The Attractions Of Central Park

Grand Army Plaza: E59

Completed in 1916 Grand Army Plaza takes its name from the Grand Army of the Potomac, the Union Army of the Civil War.
This extraordinary Plaza located on the east side at Fifth Avenue and Central Park South is really a semicircle divided into two halves by Central Park South which bisects it.
Aside from its status as the main east side gateway to the Park it has its own special significance to residents of the city and visitors alike.
Like Plazas in other cities it defines New York as a center of culture and achievement.
On the north side of the Plaza stands a brightly gilded bronze statue of the Union General William Tecumseh Sherman, the individual given much of the credit for ending the Civil War.
His 1864 March to the Sea through the southern states dispersed the Confederacy and shattered their resistance.
On the southern side opposite the Plaza Hotel stands the Pulitzer Memorial Fountain, a gift of the publisher of the old New York World.
At the high peak of this tiered marble fountain stands the bronze statue of Pomona, the Roman goddess of abundance clearly a prophetic tribute to the growth and magnificence of the surrounding area upon which she gazes.

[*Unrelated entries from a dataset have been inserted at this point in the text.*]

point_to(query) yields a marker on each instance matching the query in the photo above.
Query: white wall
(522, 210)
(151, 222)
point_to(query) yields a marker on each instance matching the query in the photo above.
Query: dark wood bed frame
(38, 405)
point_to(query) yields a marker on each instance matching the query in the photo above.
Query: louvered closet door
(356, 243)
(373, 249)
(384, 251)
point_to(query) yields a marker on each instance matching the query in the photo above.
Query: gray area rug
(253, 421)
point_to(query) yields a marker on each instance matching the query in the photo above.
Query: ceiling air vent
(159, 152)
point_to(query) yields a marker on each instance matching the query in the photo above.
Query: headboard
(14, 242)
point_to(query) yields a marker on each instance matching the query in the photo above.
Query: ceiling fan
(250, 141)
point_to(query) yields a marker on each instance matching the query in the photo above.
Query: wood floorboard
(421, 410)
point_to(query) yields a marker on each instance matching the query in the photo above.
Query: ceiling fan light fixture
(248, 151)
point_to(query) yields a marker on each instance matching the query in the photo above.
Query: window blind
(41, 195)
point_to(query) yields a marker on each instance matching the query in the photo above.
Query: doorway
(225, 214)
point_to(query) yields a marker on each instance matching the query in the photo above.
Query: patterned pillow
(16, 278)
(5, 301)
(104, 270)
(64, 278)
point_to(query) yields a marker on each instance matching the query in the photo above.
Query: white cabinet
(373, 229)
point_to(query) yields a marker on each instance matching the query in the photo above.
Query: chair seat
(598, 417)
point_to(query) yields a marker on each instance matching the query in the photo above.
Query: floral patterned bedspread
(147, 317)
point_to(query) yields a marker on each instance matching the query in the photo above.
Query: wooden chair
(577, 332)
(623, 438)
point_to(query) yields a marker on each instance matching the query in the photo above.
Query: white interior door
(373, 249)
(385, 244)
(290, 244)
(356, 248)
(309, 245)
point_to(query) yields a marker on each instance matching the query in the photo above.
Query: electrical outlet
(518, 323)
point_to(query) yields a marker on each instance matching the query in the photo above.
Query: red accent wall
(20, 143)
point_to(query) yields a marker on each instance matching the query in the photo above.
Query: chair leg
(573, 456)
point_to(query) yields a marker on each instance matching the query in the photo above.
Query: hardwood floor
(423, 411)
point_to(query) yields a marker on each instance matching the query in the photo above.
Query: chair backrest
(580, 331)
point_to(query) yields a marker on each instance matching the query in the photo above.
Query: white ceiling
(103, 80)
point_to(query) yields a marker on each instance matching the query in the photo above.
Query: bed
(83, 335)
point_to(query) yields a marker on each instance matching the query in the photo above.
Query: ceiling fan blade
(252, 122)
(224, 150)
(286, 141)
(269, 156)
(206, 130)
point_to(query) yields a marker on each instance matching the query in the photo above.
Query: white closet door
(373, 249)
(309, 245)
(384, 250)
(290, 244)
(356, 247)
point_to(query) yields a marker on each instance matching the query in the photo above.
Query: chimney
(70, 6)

Her back faced the former Vanderbilt Mansion that occupied the space now inhabited by Bergdorf Goodman, a fact not lost on historians who have read much into the placement.
The bisected Plaza was influenced by the layout of the Place de la Concorde in Paris.
The halves are bordered on their curved ends by Bradford Callery pear trees and in the spring their blooms fall to the ground making a dazzling white carpet for the carriages and pedestrians that pass beneath.
Followed shortly afterward by the later blooming tulips the Plaza glows with these colorful blooms which rise up from the flower beds located on the far corner perimeter.